Article

James Conner Ranked 25th At Running Back By Maurice Jones-Drew

Maurice Jones-Drew was at one point one of the best running backs in football. There’s no doubt about that. He was a three-time Pro Bowler in a three-year stretch with a first-team All-Pro nod to go along with it. During those years, he racked up 4321 rushing yards at 4.5 yards per carry with 28 touchdowns, and added another 1065 receiving yards and six more touchdowns.

But as we’ve seen time and time again, being a great player doesn’t make you a great analyst of the game. At the running back position, the example I like to turn to in these situations is Marshall Faulk, who is a Hall of Famer who simply gets things factually inaccurate. I honestly don’t even know if he still has a job at this point because I haven’t been paying attention to him.

If you ask James Conner of the Pittsburgh Steelers, though, he’s probably wondering why Jones-Drew still has a job after he argued in a recent ranking article that the fourth-year running back will be the 25th-best back in the NFL in 2020.

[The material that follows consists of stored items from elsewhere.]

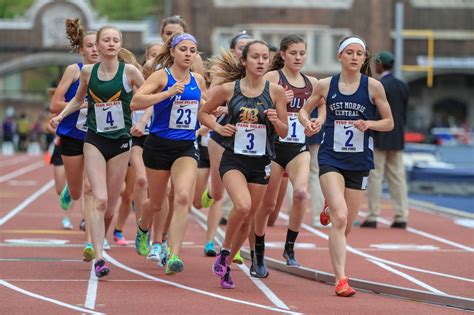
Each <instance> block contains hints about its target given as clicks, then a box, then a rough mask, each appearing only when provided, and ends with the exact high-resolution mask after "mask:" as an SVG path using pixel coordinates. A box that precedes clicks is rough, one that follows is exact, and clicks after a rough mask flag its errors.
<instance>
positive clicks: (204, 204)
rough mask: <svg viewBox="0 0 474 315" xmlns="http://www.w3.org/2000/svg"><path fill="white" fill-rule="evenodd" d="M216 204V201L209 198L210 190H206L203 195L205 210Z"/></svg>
mask: <svg viewBox="0 0 474 315" xmlns="http://www.w3.org/2000/svg"><path fill="white" fill-rule="evenodd" d="M213 203H214V199H212V197H211V196H209V190H207V189H206V190H205V191H204V192H203V193H202V195H201V205H202V207H203V208H206V209H207V208H210V207H211V206H212V204H213Z"/></svg>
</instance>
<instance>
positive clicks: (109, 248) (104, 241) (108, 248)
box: [102, 238, 110, 251]
mask: <svg viewBox="0 0 474 315" xmlns="http://www.w3.org/2000/svg"><path fill="white" fill-rule="evenodd" d="M102 249H103V250H107V251H109V250H110V244H109V241H107V239H106V238H104V244H103V245H102Z"/></svg>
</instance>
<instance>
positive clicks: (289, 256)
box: [283, 249, 300, 267]
mask: <svg viewBox="0 0 474 315" xmlns="http://www.w3.org/2000/svg"><path fill="white" fill-rule="evenodd" d="M283 258H285V260H286V265H287V266H290V267H299V266H300V264H299V263H298V261H297V260H296V259H295V251H294V250H292V249H291V250H290V249H288V250H285V251H284V252H283Z"/></svg>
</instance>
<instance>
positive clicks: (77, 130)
mask: <svg viewBox="0 0 474 315" xmlns="http://www.w3.org/2000/svg"><path fill="white" fill-rule="evenodd" d="M77 66H78V67H79V70H81V69H82V63H78V64H77ZM78 87H79V79H77V80H76V81H74V82H73V83H72V84H71V86H69V88H68V90H67V91H66V94H65V95H64V100H65V101H66V102H69V101H70V100H72V99H73V97H74V95H76V92H77V88H78ZM86 132H87V108H84V109H81V110H77V111H75V112H74V113H72V114H70V115H68V116H66V117H64V118H63V120H61V123H60V124H59V125H58V127H57V128H56V134H57V135H58V136H66V137H71V138H74V139H78V140H84V138H85V137H86Z"/></svg>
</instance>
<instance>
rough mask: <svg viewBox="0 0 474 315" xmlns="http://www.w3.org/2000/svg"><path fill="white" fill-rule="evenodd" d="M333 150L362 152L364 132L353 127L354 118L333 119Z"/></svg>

Conner has to stay healthy. Period”, he wrote. “He’ll have two or three really good weeks, then be on the sideline for two or three more. It’s hard for the back and the offense to get in a rhythm when the starting RB can’t stay on the field. Conner has been a top-10 back in this league, and he could be again with a bounce-back performance”.

Granted, he does acknowledge that Conner has the talent of a top-10 back, and that he being ranked as low as he is has so much to do with the fact that he has had a lot of issues with staying healthy and on the field over the course of his first three seasons in the NFL—and going back to his college career as well.

The former Pitt Panther was a Pro Bowler himself in 2018 for the Steelers after totaling 1470 yards from scrimmage and 13 touchdowns in 13 games that season. It was his second year in the NFL and his first as a starter after sitting behind Le’Veon Bell as a rookie.

Last season, however, he was bogged down by injuries in ways that his 10 games played doesn’t even reflect. While he day in more than half of the games of the year, he missed a lot more time than that, only logging 328 offensive snaps. Compare that to his 718 snaps played in 2018, even while missing three games.

With that time lost, he only registered 116 carries on the season, amassing 464 yards on the ground and four touchdowns. He also caught 34 passes for another 251 yards and three more touchdowns, giving him 715 yards from scrimmage and seven scores.